A53R-04:
Spatially Explicit Estimation of Optimal Light Use Efficiency for Improved Satellite Data Driven Ecosystem Productivity Modeling

Friday, 19 December 2014: 2:25 PM
Nima Madani1,2, John S Kimball2 and Steven W Running1, (1)University of Montana, Missoula, MT, United States, (2)The University of Montana, Flathead Lake Biological Station, Polson, MT, United States
Abstract:
Remote sensing based light use efficiency (LUE) models, including the MODIS (MODerate resolution Imaging Spectroradiometer) MOD17 algorithm are commonly used for regional estimation and monitoring of vegetation gross primary production (GPP) and photosynthetic carbon (CO2) uptake.

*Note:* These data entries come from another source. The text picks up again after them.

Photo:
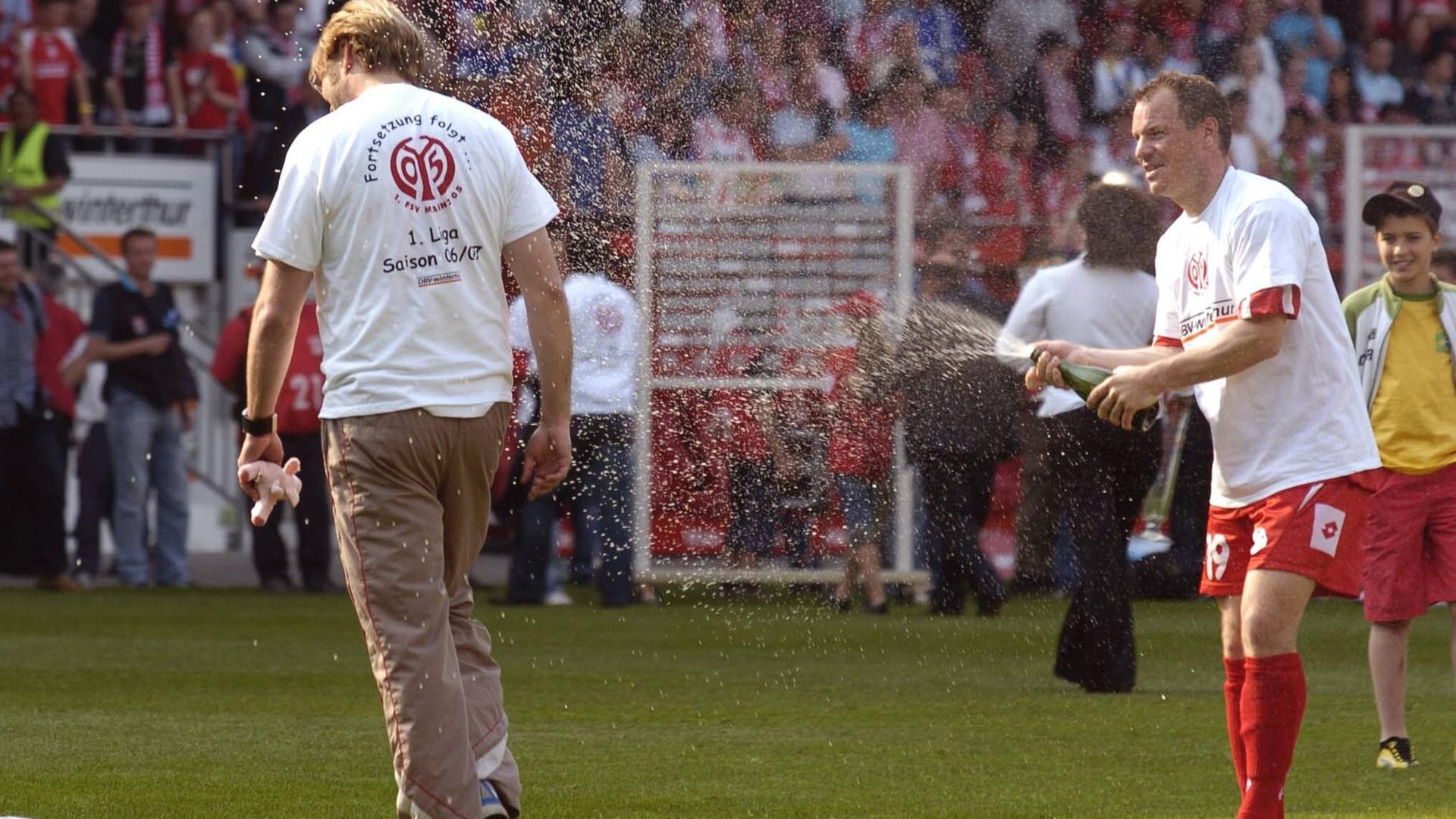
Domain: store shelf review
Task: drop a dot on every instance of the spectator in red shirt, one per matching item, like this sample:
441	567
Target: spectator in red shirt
861	449
299	428
136	74
921	133
9	72
52	64
207	82
63	327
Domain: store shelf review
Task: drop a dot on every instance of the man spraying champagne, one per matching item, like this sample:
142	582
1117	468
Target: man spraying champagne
1247	315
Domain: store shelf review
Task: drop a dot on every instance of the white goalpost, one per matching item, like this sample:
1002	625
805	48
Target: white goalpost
740	261
1379	155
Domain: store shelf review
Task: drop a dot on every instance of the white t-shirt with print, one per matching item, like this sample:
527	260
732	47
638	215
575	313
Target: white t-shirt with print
1298	417
606	344
400	202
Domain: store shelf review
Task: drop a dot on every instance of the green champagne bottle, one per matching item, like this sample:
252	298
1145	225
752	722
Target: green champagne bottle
1082	379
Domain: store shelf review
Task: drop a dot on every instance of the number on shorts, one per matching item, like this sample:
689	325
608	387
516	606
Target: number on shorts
1218	561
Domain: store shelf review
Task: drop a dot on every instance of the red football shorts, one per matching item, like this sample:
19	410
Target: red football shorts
1410	545
1313	529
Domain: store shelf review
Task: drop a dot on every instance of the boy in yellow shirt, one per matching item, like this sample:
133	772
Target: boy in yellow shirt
1402	328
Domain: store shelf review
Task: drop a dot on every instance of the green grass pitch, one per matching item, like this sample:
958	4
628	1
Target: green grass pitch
234	704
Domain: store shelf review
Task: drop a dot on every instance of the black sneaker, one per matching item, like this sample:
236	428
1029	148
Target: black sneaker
1395	754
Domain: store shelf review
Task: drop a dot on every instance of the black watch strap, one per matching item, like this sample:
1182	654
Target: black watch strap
258	426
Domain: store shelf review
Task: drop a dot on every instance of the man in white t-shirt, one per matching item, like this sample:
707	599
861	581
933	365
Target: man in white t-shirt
606	333
398	206
1248	315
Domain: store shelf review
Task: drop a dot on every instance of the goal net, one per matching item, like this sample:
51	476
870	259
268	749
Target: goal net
739	270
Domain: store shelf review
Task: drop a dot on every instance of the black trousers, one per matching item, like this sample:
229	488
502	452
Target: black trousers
310	518
957	491
33	499
1037	515
93	477
1101	475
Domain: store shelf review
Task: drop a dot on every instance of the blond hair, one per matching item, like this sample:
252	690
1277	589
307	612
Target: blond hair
381	37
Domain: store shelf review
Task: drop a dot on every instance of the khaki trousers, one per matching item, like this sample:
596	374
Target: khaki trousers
411	506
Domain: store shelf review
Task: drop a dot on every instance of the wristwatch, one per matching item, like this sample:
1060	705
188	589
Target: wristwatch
258	426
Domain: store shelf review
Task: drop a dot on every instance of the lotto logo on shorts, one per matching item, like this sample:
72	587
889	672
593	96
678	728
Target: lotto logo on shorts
1329	523
1218	557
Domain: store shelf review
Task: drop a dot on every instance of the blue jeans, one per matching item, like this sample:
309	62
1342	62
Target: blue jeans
599	497
146	455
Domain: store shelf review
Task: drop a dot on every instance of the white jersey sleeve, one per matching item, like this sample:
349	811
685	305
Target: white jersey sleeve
293	231
1267	253
530	207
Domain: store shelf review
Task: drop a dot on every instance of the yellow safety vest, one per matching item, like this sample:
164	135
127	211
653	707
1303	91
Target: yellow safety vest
27	169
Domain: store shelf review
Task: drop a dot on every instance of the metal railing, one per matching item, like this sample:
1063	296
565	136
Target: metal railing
213	447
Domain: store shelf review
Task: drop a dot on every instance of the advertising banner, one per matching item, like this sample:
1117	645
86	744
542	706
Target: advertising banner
175	197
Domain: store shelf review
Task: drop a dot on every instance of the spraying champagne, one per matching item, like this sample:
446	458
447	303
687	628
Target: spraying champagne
1084	379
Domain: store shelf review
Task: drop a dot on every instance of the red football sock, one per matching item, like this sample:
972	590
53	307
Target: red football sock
1232	692
1272	708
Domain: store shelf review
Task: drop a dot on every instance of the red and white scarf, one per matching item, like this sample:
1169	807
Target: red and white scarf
156	110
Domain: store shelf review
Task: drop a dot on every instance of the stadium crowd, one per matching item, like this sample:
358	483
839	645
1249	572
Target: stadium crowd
1006	110
1002	107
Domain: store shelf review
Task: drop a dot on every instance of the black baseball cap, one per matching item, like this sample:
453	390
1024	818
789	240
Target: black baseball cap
1402	199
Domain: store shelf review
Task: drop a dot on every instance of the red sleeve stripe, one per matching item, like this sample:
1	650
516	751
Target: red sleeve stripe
1272	302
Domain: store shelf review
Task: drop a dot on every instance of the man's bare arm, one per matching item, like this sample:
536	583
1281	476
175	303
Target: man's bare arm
533	262
270	337
548	452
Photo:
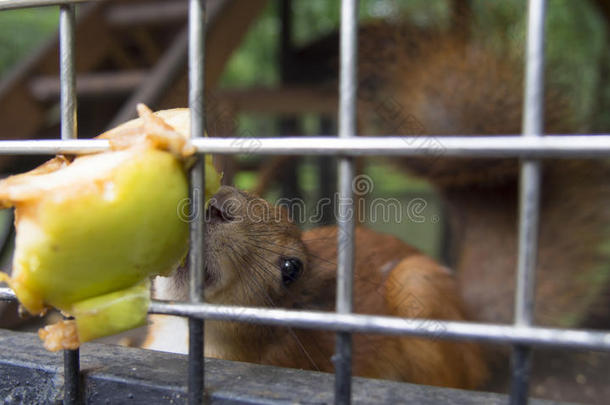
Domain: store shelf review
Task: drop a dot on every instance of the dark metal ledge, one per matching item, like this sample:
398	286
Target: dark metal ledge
112	374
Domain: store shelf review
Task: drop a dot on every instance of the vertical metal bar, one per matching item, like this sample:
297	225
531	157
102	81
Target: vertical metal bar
68	131
533	125
67	72
197	188
345	221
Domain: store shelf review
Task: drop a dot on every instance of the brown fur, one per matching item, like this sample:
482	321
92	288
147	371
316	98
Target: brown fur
429	82
391	278
461	88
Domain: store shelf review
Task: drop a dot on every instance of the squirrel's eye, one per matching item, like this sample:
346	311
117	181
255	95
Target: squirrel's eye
291	268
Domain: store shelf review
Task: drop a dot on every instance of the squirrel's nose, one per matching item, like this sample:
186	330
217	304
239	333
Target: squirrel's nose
224	206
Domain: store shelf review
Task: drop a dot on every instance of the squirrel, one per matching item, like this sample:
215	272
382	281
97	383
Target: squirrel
255	256
433	84
451	87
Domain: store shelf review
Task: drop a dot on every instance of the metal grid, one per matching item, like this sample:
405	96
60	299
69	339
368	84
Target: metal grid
530	147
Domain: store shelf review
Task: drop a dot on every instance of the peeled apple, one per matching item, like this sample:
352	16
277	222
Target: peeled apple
92	231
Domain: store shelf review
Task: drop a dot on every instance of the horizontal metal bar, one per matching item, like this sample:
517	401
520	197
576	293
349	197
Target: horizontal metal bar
54	147
15	4
30	374
6	294
458	146
551	146
357	323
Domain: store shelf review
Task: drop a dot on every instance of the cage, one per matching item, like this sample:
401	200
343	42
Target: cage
122	375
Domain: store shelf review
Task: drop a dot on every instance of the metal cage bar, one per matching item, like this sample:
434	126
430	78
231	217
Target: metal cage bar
530	147
68	104
543	147
345	220
197	194
529	200
17	4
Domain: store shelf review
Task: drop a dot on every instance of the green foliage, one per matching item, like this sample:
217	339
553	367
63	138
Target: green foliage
22	30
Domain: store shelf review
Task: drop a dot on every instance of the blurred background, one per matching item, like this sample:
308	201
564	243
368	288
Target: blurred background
426	69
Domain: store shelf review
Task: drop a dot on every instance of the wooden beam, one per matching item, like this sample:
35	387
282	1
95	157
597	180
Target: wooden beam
148	13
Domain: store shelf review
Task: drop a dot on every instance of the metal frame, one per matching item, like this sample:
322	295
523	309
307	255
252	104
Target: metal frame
530	147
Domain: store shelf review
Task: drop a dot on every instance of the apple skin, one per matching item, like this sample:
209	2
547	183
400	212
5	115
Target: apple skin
91	232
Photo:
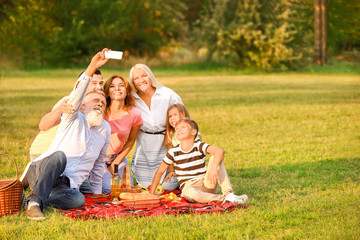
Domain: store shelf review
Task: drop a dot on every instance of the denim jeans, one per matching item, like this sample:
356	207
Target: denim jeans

A common model assumption is that plants in a biome matrix operate at their photosynthetic capacity under optimal climatic conditions. A prescribed biome maximum light use efficiency parameter defines the maximum photosynthetic carbon conversion rate under prevailing climate conditions and is a large source of model uncertainty. Here, we used tower (FLUXNET) eddy covariance measurement based carbon flux data for estimating optimal LUE (LUEopt) over a North American domain. LUEopt was first estimated using tower observed daily carbon fluxes, meteorology and satellite (MODIS) observed fraction of photosynthetically active radiation (FPAR). LUEopt was then spatially interpolated over the domain using empirical models derived from independent geospatial data including global plant traits, surface soil moisture, terrain aspect, land cover type and percent tree cover. The derived LUEopt maps were then used as primary inputs to the MOD17 LUE algorithm for regional GPP estimation; these results were evaluated against tower observations and alternate MOD17 GPP estimates determined using Biome-specific LUEopt constants. Estimated LUEopt shows large spatial variability within and among different land cover classes indicated from a sparse North American tower network. Leaf nitrogen content and soil moisture are two important factors explaining LUEopt spatial variability. GPP estimated from spatially explicit LUEopt inputs shows significantly improved model accuracy against independent tower observations (R2 = 0.76; Mean RMSE < 257 g C m-2 yr-1) relative to GPP modeled using biome-specific LUEopt constants (R2 = 34; RMSE = 439 g C m-2 yr-1). We show that general landscape and plant trait information can explain spatial heterogeneity in LUEopt, leading to improved GPP estimates from satellite based LUE models.